For the aforediscussed reasons, the judgment of the trial court is reversed and Seals’ suit is remanded for a just cause determination. The costs of this appeal are assessed to defendant-appellee Calca-sieu Parish Voluntary Council On Aging, Inc.

REVERSED AND REMANDED. 
      
      . Article 167 forbade persons who had attained the age of majority from binding themselves to employment for a term longer than ten years.
     
      
      . La.Civ.Code art. 1764 read in part:
      A. All things that are not forbidden by law, may legally become the subject of, or the motive for contracts; but different agreements are governed by different rules, adapted to the nature of each contract, to distinguish which it is necessary in every contract to consider:
      1. That which is the essence of the contract, for the want whereof there is either no contract at all, or a contract of another description. Thus a price is essential to the contract of sale; if there be none, it is either no contract, or if the consideration be other property, it is an exchange.
      2. Things which, although not essential to the contract, yet are implied from the nature of such agreement, if no stipulation be made respecting them, but which the parties may expressly modify or renounce, without destroying the contract or changing its description; of this nature is warranty, which is implied in every sale, but which may be modified or renounced, without changing the character of the contract or destroying its effect.
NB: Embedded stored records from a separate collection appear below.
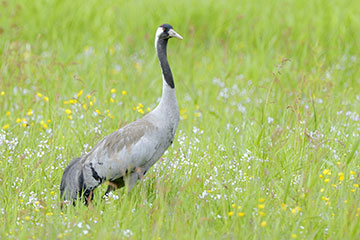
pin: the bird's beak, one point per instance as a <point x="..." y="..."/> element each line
<point x="172" y="33"/>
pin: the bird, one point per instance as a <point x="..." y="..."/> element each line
<point x="124" y="156"/>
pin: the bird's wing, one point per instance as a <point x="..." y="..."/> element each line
<point x="121" y="152"/>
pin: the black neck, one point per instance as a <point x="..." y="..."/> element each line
<point x="165" y="67"/>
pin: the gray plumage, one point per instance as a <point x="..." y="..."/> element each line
<point x="125" y="155"/>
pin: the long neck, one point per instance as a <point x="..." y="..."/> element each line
<point x="168" y="102"/>
<point x="165" y="67"/>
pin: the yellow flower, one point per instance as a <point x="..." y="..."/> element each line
<point x="341" y="176"/>
<point x="80" y="93"/>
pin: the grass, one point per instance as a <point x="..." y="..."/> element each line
<point x="267" y="147"/>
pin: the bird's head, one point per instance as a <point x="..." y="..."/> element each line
<point x="164" y="32"/>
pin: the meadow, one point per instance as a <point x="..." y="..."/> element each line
<point x="268" y="142"/>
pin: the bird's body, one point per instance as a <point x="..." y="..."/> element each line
<point x="125" y="155"/>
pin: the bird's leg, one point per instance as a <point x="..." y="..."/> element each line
<point x="89" y="198"/>
<point x="113" y="185"/>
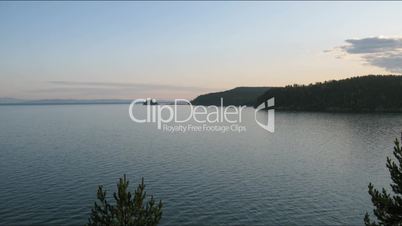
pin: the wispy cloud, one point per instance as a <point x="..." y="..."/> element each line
<point x="381" y="52"/>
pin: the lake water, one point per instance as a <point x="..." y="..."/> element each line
<point x="313" y="170"/>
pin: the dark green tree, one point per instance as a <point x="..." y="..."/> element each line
<point x="128" y="210"/>
<point x="387" y="207"/>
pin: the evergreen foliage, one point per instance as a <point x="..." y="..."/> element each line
<point x="387" y="206"/>
<point x="373" y="93"/>
<point x="128" y="210"/>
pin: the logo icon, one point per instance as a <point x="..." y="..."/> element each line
<point x="267" y="105"/>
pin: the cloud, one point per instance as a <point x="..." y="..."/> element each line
<point x="372" y="45"/>
<point x="381" y="52"/>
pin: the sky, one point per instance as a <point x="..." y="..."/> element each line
<point x="125" y="50"/>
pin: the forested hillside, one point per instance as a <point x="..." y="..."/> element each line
<point x="373" y="93"/>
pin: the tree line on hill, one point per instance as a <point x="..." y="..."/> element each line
<point x="372" y="93"/>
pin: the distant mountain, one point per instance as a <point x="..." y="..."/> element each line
<point x="372" y="93"/>
<point x="237" y="96"/>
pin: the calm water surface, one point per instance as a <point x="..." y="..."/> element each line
<point x="313" y="170"/>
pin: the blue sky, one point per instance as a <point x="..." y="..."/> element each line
<point x="182" y="49"/>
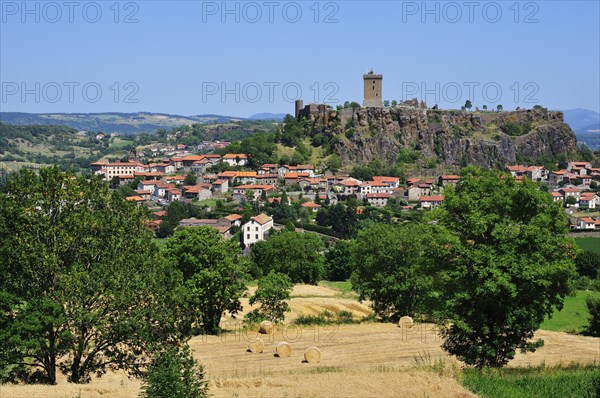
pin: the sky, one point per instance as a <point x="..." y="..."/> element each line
<point x="242" y="58"/>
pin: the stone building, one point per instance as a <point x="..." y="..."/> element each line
<point x="373" y="89"/>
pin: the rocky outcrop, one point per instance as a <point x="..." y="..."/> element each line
<point x="452" y="137"/>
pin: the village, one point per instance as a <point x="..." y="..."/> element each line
<point x="162" y="183"/>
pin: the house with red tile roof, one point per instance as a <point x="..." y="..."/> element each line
<point x="235" y="159"/>
<point x="256" y="229"/>
<point x="312" y="206"/>
<point x="378" y="199"/>
<point x="430" y="202"/>
<point x="586" y="223"/>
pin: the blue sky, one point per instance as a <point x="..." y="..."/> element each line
<point x="241" y="58"/>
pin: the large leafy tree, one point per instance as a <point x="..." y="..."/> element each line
<point x="212" y="272"/>
<point x="338" y="261"/>
<point x="79" y="276"/>
<point x="511" y="266"/>
<point x="394" y="266"/>
<point x="298" y="255"/>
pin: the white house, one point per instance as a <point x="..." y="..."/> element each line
<point x="240" y="192"/>
<point x="429" y="202"/>
<point x="312" y="206"/>
<point x="586" y="223"/>
<point x="589" y="200"/>
<point x="256" y="229"/>
<point x="378" y="199"/>
<point x="235" y="159"/>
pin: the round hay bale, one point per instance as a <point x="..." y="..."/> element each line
<point x="256" y="345"/>
<point x="266" y="327"/>
<point x="283" y="349"/>
<point x="312" y="355"/>
<point x="406" y="322"/>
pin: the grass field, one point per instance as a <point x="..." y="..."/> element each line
<point x="559" y="382"/>
<point x="589" y="243"/>
<point x="574" y="315"/>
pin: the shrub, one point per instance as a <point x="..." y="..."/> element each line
<point x="174" y="374"/>
<point x="272" y="290"/>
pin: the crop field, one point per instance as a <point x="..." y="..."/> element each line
<point x="375" y="359"/>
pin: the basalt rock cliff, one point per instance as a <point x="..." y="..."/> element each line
<point x="451" y="137"/>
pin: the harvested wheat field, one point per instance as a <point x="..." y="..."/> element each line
<point x="368" y="359"/>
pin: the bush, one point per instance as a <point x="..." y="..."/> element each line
<point x="298" y="255"/>
<point x="271" y="293"/>
<point x="513" y="129"/>
<point x="174" y="374"/>
<point x="588" y="264"/>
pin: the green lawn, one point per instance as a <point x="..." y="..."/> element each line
<point x="574" y="381"/>
<point x="574" y="316"/>
<point x="589" y="243"/>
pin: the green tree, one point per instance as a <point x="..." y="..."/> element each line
<point x="393" y="266"/>
<point x="511" y="266"/>
<point x="174" y="373"/>
<point x="212" y="271"/>
<point x="334" y="163"/>
<point x="593" y="305"/>
<point x="298" y="255"/>
<point x="338" y="259"/>
<point x="80" y="278"/>
<point x="271" y="294"/>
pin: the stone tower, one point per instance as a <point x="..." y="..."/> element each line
<point x="373" y="85"/>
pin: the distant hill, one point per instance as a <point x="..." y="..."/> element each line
<point x="586" y="125"/>
<point x="124" y="123"/>
<point x="268" y="116"/>
<point x="582" y="119"/>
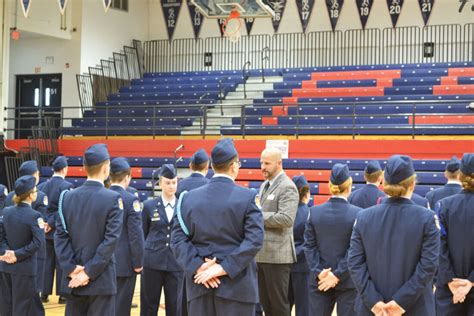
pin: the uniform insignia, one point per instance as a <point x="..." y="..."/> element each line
<point x="41" y="223"/>
<point x="136" y="206"/>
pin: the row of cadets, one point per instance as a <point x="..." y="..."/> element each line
<point x="21" y="238"/>
<point x="30" y="168"/>
<point x="161" y="271"/>
<point x="53" y="189"/>
<point x="87" y="233"/>
<point x="130" y="249"/>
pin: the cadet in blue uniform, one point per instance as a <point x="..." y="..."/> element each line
<point x="298" y="292"/>
<point x="370" y="193"/>
<point x="30" y="168"/>
<point x="199" y="166"/>
<point x="53" y="189"/>
<point x="217" y="233"/>
<point x="87" y="234"/>
<point x="452" y="187"/>
<point x="394" y="250"/>
<point x="21" y="237"/>
<point x="327" y="238"/>
<point x="454" y="294"/>
<point x="129" y="252"/>
<point x="160" y="269"/>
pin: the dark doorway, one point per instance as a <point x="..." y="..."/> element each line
<point x="37" y="97"/>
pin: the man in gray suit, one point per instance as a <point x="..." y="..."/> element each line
<point x="279" y="199"/>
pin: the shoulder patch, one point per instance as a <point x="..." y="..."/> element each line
<point x="41" y="222"/>
<point x="137" y="206"/>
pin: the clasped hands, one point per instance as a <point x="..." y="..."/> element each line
<point x="78" y="277"/>
<point x="460" y="288"/>
<point x="208" y="273"/>
<point x="9" y="257"/>
<point x="327" y="280"/>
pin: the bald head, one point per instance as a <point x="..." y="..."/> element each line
<point x="271" y="163"/>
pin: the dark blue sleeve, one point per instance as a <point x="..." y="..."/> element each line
<point x="359" y="271"/>
<point x="106" y="249"/>
<point x="242" y="256"/>
<point x="135" y="235"/>
<point x="425" y="270"/>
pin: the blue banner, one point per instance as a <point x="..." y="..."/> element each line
<point x="394" y="9"/>
<point x="171" y="12"/>
<point x="426" y="6"/>
<point x="334" y="11"/>
<point x="305" y="7"/>
<point x="364" y="7"/>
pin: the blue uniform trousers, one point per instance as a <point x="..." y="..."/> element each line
<point x="322" y="303"/>
<point x="123" y="300"/>
<point x="210" y="305"/>
<point x="19" y="296"/>
<point x="445" y="306"/>
<point x="298" y="293"/>
<point x="98" y="305"/>
<point x="152" y="282"/>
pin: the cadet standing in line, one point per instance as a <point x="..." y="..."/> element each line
<point x="30" y="168"/>
<point x="454" y="294"/>
<point x="370" y="193"/>
<point x="327" y="239"/>
<point x="199" y="166"/>
<point x="21" y="237"/>
<point x="453" y="186"/>
<point x="160" y="269"/>
<point x="298" y="293"/>
<point x="394" y="250"/>
<point x="129" y="252"/>
<point x="217" y="233"/>
<point x="87" y="233"/>
<point x="53" y="189"/>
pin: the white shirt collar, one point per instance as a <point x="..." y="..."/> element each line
<point x="216" y="175"/>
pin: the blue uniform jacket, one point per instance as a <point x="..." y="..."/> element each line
<point x="157" y="230"/>
<point x="447" y="190"/>
<point x="327" y="238"/>
<point x="21" y="230"/>
<point x="53" y="189"/>
<point x="393" y="256"/>
<point x="298" y="234"/>
<point x="366" y="196"/>
<point x="195" y="180"/>
<point x="130" y="248"/>
<point x="225" y="222"/>
<point x="93" y="216"/>
<point x="456" y="216"/>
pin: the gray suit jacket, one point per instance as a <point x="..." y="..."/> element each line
<point x="279" y="206"/>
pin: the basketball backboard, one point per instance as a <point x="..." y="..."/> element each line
<point x="219" y="9"/>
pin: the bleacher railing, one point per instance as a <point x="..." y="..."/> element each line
<point x="105" y="115"/>
<point x="452" y="42"/>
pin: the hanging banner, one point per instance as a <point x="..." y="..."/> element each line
<point x="394" y="9"/>
<point x="25" y="5"/>
<point x="196" y="18"/>
<point x="334" y="10"/>
<point x="426" y="6"/>
<point x="278" y="7"/>
<point x="171" y="12"/>
<point x="249" y="24"/>
<point x="305" y="7"/>
<point x="107" y="4"/>
<point x="62" y="6"/>
<point x="364" y="7"/>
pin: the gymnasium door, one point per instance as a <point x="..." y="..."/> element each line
<point x="37" y="97"/>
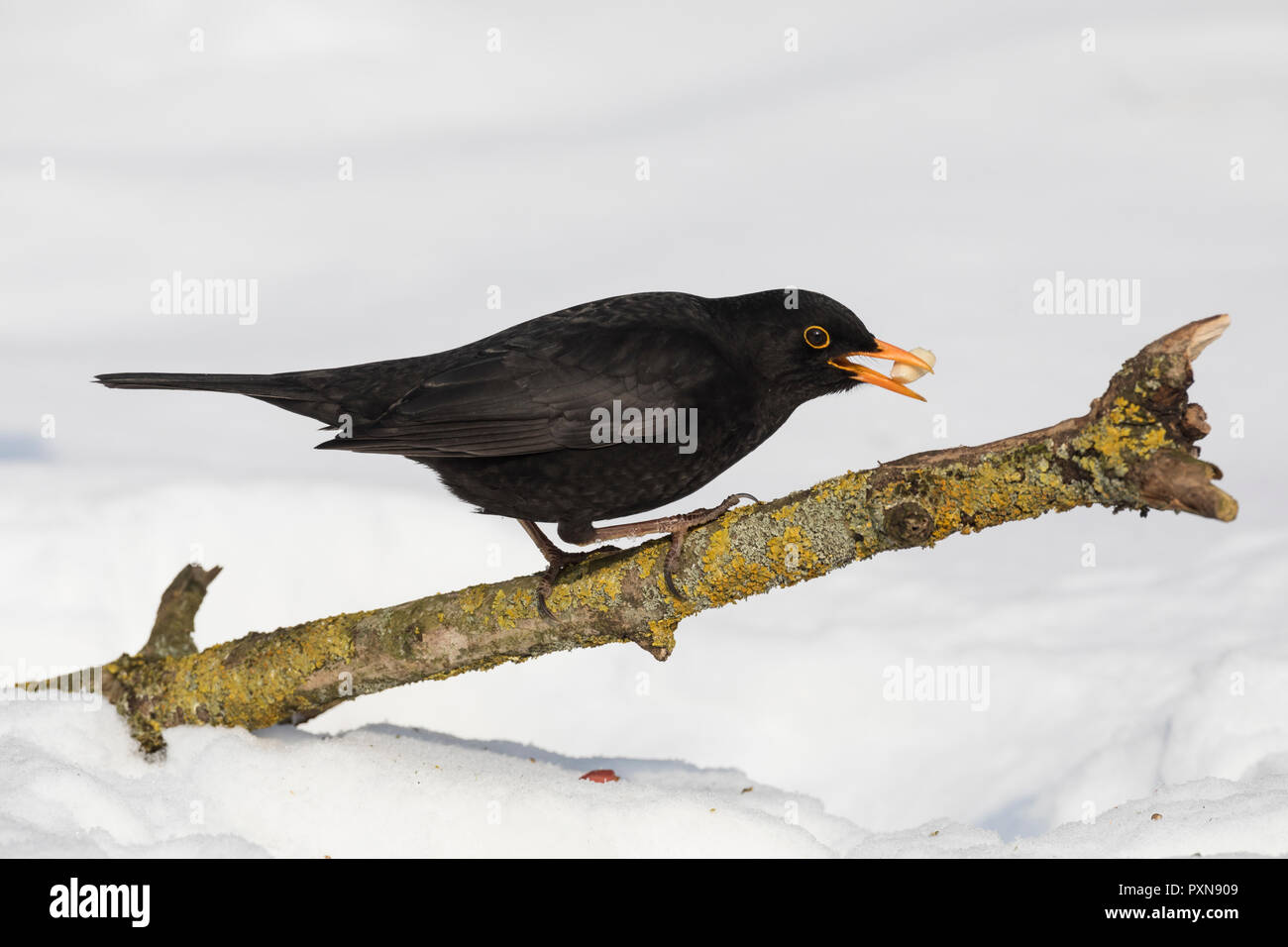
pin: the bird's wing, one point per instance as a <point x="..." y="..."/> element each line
<point x="539" y="395"/>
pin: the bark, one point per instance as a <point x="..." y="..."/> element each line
<point x="1133" y="450"/>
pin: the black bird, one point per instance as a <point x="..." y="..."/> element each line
<point x="597" y="411"/>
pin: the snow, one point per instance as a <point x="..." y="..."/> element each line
<point x="1132" y="667"/>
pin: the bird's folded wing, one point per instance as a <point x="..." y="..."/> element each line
<point x="511" y="401"/>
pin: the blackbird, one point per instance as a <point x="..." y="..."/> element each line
<point x="597" y="411"/>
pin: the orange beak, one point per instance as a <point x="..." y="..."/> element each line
<point x="875" y="377"/>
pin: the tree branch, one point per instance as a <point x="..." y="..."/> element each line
<point x="1132" y="450"/>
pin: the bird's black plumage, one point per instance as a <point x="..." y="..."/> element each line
<point x="506" y="421"/>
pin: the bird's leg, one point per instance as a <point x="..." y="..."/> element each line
<point x="557" y="560"/>
<point x="678" y="526"/>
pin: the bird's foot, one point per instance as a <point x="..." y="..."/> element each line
<point x="558" y="564"/>
<point x="686" y="522"/>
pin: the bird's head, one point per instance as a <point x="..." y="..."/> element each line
<point x="809" y="344"/>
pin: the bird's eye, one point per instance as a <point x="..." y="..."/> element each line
<point x="816" y="338"/>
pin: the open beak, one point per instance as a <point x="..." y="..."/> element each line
<point x="875" y="377"/>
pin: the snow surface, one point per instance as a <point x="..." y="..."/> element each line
<point x="1154" y="681"/>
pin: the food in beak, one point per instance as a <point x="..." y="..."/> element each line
<point x="911" y="372"/>
<point x="896" y="355"/>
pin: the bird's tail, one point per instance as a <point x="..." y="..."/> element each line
<point x="290" y="390"/>
<point x="254" y="385"/>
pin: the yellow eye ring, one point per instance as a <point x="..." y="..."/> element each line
<point x="816" y="338"/>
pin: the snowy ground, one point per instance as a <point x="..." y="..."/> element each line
<point x="1132" y="667"/>
<point x="1151" y="682"/>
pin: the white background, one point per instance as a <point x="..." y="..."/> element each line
<point x="768" y="167"/>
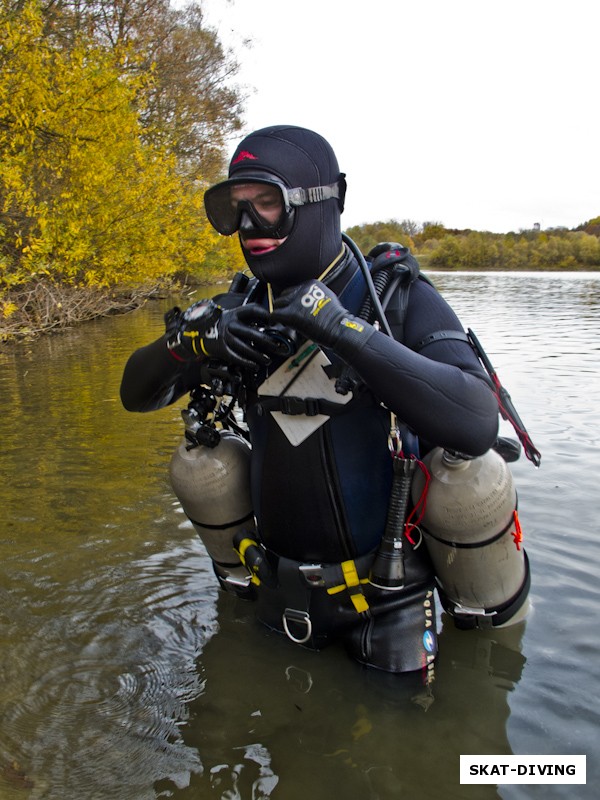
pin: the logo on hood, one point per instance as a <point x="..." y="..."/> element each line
<point x="243" y="156"/>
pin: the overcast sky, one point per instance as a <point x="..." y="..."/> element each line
<point x="478" y="114"/>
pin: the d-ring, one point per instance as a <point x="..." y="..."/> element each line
<point x="300" y="617"/>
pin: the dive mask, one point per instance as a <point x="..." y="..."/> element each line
<point x="268" y="204"/>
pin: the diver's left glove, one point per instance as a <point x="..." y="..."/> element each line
<point x="234" y="336"/>
<point x="185" y="329"/>
<point x="314" y="310"/>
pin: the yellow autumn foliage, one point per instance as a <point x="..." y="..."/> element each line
<point x="84" y="198"/>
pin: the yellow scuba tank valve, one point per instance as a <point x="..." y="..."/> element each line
<point x="210" y="475"/>
<point x="471" y="528"/>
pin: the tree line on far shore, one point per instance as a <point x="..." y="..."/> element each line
<point x="442" y="248"/>
<point x="115" y="116"/>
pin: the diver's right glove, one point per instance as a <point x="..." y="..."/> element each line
<point x="235" y="336"/>
<point x="314" y="310"/>
<point x="238" y="337"/>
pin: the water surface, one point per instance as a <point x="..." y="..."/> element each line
<point x="125" y="674"/>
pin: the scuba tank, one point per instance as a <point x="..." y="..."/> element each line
<point x="473" y="535"/>
<point x="210" y="475"/>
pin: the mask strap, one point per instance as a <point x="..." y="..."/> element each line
<point x="333" y="264"/>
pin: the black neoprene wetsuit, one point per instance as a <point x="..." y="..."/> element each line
<point x="325" y="499"/>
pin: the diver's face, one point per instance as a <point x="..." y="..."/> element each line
<point x="267" y="202"/>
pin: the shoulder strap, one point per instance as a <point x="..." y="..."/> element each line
<point x="459" y="336"/>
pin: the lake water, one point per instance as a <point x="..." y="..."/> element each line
<point x="125" y="674"/>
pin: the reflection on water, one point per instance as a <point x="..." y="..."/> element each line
<point x="125" y="674"/>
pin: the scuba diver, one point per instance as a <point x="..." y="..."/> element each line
<point x="335" y="366"/>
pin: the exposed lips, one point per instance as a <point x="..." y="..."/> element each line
<point x="259" y="247"/>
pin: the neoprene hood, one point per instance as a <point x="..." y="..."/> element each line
<point x="299" y="158"/>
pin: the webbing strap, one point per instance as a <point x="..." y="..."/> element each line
<point x="353" y="584"/>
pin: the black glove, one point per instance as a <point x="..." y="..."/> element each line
<point x="239" y="338"/>
<point x="316" y="312"/>
<point x="233" y="336"/>
<point x="184" y="329"/>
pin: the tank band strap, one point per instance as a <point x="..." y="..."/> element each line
<point x="473" y="545"/>
<point x="467" y="619"/>
<point x="233" y="524"/>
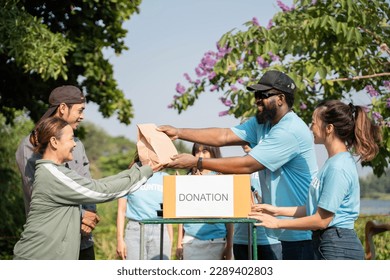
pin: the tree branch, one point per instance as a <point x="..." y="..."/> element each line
<point x="361" y="77"/>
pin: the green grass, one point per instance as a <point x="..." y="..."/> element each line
<point x="105" y="234"/>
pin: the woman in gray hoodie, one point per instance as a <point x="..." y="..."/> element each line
<point x="52" y="230"/>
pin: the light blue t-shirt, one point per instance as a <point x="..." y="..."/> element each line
<point x="206" y="231"/>
<point x="336" y="189"/>
<point x="144" y="203"/>
<point x="241" y="229"/>
<point x="287" y="152"/>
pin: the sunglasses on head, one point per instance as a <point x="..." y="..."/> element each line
<point x="265" y="94"/>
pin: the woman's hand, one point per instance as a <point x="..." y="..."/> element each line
<point x="121" y="249"/>
<point x="265" y="208"/>
<point x="265" y="220"/>
<point x="182" y="161"/>
<point x="170" y="131"/>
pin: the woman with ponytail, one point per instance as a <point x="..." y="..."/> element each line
<point x="334" y="196"/>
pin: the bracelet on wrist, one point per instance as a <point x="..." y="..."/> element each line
<point x="199" y="165"/>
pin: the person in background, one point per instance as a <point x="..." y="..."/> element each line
<point x="205" y="241"/>
<point x="267" y="248"/>
<point x="282" y="152"/>
<point x="137" y="206"/>
<point x="68" y="103"/>
<point x="334" y="195"/>
<point x="52" y="229"/>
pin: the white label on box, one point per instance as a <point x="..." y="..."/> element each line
<point x="208" y="196"/>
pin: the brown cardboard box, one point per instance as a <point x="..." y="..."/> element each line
<point x="209" y="196"/>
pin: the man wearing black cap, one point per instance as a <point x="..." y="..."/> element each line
<point x="282" y="152"/>
<point x="68" y="103"/>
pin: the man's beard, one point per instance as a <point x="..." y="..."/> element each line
<point x="268" y="114"/>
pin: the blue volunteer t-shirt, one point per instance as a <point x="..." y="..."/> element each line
<point x="241" y="229"/>
<point x="206" y="231"/>
<point x="287" y="152"/>
<point x="336" y="189"/>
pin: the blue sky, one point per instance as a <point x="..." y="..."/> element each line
<point x="167" y="39"/>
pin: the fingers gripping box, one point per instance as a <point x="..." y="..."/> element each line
<point x="211" y="196"/>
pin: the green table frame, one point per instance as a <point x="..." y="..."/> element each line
<point x="252" y="232"/>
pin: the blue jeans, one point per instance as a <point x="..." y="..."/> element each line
<point x="264" y="252"/>
<point x="337" y="244"/>
<point x="297" y="250"/>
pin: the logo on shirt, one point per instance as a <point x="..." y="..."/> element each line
<point x="315" y="183"/>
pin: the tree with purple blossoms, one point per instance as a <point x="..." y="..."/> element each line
<point x="332" y="50"/>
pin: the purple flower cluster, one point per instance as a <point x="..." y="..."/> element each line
<point x="180" y="88"/>
<point x="226" y="101"/>
<point x="274" y="57"/>
<point x="377" y="116"/>
<point x="284" y="7"/>
<point x="223" y="113"/>
<point x="386" y="84"/>
<point x="371" y="91"/>
<point x="261" y="61"/>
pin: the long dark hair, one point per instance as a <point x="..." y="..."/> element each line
<point x="352" y="126"/>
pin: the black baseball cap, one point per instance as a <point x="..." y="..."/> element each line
<point x="64" y="94"/>
<point x="274" y="79"/>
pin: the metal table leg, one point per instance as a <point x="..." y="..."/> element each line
<point x="250" y="238"/>
<point x="254" y="237"/>
<point x="142" y="239"/>
<point x="162" y="242"/>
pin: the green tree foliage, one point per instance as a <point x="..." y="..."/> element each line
<point x="374" y="187"/>
<point x="45" y="44"/>
<point x="11" y="194"/>
<point x="332" y="49"/>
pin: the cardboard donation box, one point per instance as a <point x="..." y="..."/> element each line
<point x="209" y="196"/>
<point x="154" y="147"/>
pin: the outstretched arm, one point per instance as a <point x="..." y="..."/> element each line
<point x="121" y="249"/>
<point x="213" y="136"/>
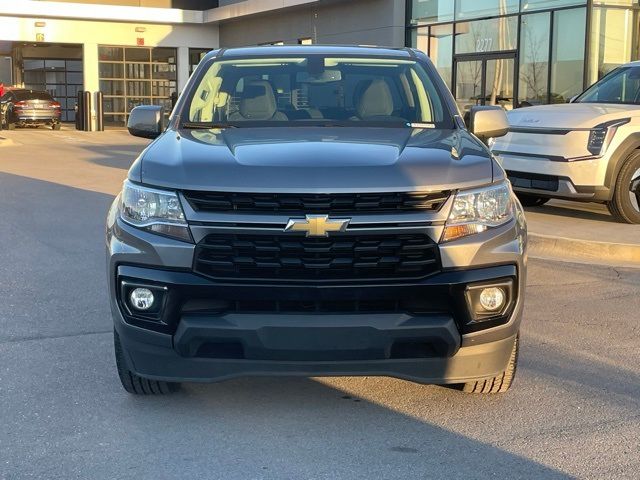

      3. Accidental stipulations, which belong neither to the essence nor the nature of the contract, but depend solely on the will of the parties. The term given for the payment of a loan, the place at which it is to be paid, and the nature of the rent payable on a lease, are examples of accidental stipulations.
      What belongs to the essence and to the nature of each particular description of contract, is determined by the law defining such contracts; accidental stipulations depend on the will of the parties, regulated by the general rules applying to all contracts.